The unsolved killings of journalists Daphne Galizia in Malta and Ján Kuciak and his partner in Slovakia, threaten investigative journalism and reflect the culture of impunity and collusion between political and financial elite.
In Spain, nine Catalan social and political leaders have had been preventively imprisoned for almost a year, while seven had to go into exile. This alarming situation shows that, without doubt, there are political prisoners in the EU. Clearly, breaches of fundamental rights and rule of law can happen in any member state.
With these concerns in mind, my report on the situation of fundamental rights 2017 aims to gather the main topics that were at the forefront of the EU’s daily political life last year. The topics were chosen for their social and political impact and because of a perceived urgency to address them.

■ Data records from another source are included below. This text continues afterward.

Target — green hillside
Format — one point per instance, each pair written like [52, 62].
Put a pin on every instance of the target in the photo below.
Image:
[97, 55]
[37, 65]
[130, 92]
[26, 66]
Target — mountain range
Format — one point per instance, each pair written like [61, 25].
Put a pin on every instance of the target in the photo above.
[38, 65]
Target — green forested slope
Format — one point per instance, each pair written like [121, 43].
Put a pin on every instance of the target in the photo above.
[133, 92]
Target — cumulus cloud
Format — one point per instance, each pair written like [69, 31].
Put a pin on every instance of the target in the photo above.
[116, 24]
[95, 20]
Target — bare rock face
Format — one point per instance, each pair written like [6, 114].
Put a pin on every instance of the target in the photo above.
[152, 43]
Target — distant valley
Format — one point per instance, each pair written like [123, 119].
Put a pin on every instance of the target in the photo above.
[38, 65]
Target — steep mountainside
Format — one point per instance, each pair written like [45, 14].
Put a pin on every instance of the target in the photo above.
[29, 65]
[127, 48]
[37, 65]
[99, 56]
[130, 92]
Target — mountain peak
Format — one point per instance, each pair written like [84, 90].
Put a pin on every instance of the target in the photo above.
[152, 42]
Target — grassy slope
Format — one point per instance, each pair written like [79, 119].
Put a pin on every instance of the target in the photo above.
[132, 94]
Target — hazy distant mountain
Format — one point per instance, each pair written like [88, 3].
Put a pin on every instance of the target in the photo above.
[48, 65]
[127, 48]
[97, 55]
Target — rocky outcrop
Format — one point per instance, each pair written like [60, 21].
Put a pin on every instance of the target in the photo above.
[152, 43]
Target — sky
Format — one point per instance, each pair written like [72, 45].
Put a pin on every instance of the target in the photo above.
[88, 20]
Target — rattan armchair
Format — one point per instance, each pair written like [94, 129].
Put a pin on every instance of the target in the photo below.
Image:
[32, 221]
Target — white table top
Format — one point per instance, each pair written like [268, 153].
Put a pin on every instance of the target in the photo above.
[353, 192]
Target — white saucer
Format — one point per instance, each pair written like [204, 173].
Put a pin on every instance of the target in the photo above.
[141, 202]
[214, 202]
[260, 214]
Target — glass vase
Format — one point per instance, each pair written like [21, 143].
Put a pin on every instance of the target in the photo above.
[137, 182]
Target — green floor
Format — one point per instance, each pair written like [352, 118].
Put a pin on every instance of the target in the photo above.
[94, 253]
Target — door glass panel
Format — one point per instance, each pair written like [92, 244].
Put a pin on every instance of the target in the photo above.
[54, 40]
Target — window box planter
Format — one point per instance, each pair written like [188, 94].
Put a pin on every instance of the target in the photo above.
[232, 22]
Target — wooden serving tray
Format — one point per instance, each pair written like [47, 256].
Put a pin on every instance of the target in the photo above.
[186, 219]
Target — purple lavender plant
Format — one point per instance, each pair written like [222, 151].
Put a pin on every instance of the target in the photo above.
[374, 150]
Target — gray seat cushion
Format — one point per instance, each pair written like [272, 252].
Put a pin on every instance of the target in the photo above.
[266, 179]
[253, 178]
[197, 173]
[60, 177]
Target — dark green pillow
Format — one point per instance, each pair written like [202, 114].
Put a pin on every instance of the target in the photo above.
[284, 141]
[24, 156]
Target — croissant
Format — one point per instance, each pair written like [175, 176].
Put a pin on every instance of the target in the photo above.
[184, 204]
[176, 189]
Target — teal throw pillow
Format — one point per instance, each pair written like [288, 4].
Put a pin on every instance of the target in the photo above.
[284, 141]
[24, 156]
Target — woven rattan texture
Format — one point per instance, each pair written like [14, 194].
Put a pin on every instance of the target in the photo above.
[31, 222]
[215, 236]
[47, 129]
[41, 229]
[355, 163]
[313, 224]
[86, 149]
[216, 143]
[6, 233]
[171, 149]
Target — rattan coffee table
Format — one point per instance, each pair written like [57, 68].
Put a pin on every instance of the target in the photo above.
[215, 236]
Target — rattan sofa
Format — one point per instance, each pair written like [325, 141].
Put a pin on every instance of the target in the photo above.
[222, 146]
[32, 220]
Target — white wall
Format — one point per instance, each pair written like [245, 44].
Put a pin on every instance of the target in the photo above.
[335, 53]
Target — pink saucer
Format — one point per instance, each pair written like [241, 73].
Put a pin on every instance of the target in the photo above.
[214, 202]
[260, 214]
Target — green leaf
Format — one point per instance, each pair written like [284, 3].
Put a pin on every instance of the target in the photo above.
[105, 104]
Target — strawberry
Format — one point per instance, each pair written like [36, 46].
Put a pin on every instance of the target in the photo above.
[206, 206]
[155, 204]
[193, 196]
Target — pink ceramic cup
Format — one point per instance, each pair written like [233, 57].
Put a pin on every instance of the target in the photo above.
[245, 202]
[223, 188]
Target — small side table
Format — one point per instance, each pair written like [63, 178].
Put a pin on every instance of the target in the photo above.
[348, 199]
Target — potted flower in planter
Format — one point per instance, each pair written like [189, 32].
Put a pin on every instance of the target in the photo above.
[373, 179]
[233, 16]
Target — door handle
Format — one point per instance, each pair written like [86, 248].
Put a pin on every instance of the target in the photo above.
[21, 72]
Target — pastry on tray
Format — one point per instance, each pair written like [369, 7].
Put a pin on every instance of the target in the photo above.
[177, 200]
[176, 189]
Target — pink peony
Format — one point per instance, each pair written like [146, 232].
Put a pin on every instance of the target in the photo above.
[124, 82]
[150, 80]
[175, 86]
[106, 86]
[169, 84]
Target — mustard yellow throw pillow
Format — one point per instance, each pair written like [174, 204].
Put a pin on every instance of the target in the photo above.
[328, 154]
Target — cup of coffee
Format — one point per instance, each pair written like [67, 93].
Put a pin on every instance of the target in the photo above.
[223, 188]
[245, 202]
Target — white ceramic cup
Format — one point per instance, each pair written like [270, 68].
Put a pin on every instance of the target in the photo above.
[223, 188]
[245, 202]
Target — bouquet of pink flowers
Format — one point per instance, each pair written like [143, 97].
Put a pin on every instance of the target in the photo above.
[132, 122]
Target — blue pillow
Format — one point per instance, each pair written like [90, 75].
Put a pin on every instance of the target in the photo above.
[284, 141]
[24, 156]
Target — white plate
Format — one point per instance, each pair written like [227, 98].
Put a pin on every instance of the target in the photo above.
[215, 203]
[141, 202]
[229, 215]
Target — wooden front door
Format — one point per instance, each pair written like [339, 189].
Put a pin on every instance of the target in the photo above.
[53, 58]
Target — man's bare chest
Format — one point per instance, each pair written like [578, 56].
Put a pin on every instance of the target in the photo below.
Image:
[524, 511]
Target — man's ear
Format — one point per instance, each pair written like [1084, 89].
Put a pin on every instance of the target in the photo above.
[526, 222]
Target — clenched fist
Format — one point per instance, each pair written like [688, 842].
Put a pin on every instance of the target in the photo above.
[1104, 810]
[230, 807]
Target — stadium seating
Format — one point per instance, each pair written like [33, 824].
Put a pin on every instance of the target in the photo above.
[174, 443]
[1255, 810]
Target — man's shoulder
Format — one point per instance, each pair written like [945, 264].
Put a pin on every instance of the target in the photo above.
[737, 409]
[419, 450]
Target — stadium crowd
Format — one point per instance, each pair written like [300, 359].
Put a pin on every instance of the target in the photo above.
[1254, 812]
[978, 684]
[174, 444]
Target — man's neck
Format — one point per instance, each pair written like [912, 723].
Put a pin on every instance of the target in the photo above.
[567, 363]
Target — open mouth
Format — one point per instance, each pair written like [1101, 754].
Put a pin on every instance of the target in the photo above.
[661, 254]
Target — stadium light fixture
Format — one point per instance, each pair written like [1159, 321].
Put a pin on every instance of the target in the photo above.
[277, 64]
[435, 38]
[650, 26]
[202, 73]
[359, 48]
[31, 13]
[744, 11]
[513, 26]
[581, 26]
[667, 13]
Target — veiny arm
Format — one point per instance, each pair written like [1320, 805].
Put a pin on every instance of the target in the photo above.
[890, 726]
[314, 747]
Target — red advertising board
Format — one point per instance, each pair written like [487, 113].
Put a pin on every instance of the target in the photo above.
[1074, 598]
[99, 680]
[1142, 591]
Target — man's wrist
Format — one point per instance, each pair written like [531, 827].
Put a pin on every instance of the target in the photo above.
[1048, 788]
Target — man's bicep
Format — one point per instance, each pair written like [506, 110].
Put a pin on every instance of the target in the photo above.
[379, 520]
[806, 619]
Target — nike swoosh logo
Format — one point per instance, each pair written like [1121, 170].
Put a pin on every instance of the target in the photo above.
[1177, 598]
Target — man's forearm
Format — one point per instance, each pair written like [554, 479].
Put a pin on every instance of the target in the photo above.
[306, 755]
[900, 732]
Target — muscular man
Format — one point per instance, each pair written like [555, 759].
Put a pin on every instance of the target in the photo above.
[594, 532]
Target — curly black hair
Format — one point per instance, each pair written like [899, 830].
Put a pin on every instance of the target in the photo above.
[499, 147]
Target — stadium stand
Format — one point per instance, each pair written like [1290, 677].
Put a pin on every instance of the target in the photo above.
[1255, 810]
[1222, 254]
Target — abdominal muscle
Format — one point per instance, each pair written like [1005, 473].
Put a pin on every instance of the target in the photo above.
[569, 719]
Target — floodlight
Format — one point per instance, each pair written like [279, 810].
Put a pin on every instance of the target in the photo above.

In 2017, 650,000 first-time asylum seekers applied for international protection in EU member states. Meanwhile, more than 1000 refugees drowned in the Mediterranean Sea. These deaths lifted the lid on the darkest side of Europe, where member states have hijacked any type of common action based on the principle of common responsibility and solidarity.
The issues raised in many member states on the issue of separation of powers, corruption and the triggering of Article 7 have once again highlighted the rule of law as a major concern.
Womens’ fight for equality and against discrimination gained momentum with the #MeToo campaign. This gave victims of sexual assault and harassment the courage to speak out against their alleged abusers. The initiative became a worldwide phenomenon that highlighted the magnitude and severity of the situation and the need to act urgently to eradicate any form of violence against females.
Last year, we also witnessed severe backlash in several member states in the field of civil liberties, particularly those related to freedom of expression, freedom of the press and freedom of assembly. Journalists in the EU continue to be the target of attacks and pressures.
Violence, harassment, threats and xenophobic speech targeting - in particular, LGTBI people, ethnic minorities, Muslims and asylum seekers and migrants - has remained pervasive and grave across the European Union in 2017, according to the Fundamental Rights Agency (FRA).
There are other ongoing critical topics that require special attention, such as the rights of, and discrimination faced by, minorities, people with disabilities, Roma and elderly people. The protection of the most vulnerable must be EU’s driving motto. In the European Union that we believe in, no one must be left behind.
Following the FRA’s second independent external evaluation, I decided to include a specific point about the agency. The aim was to reflect the need to acknowledge its role as expert advice and as a safeguard of the fundamental rights of people living in the EU, and the need to border its scope and powers.
Finally, although the Charter of Fundamental Rights sets out those basic rights that must be respected by the EU and its member states when implementing EU law, we continue to witness worrying breaches and violations of their provisions. The purpose of Parliament’s report is to detect these and enhance the Union and members states’ compliance with our founding values.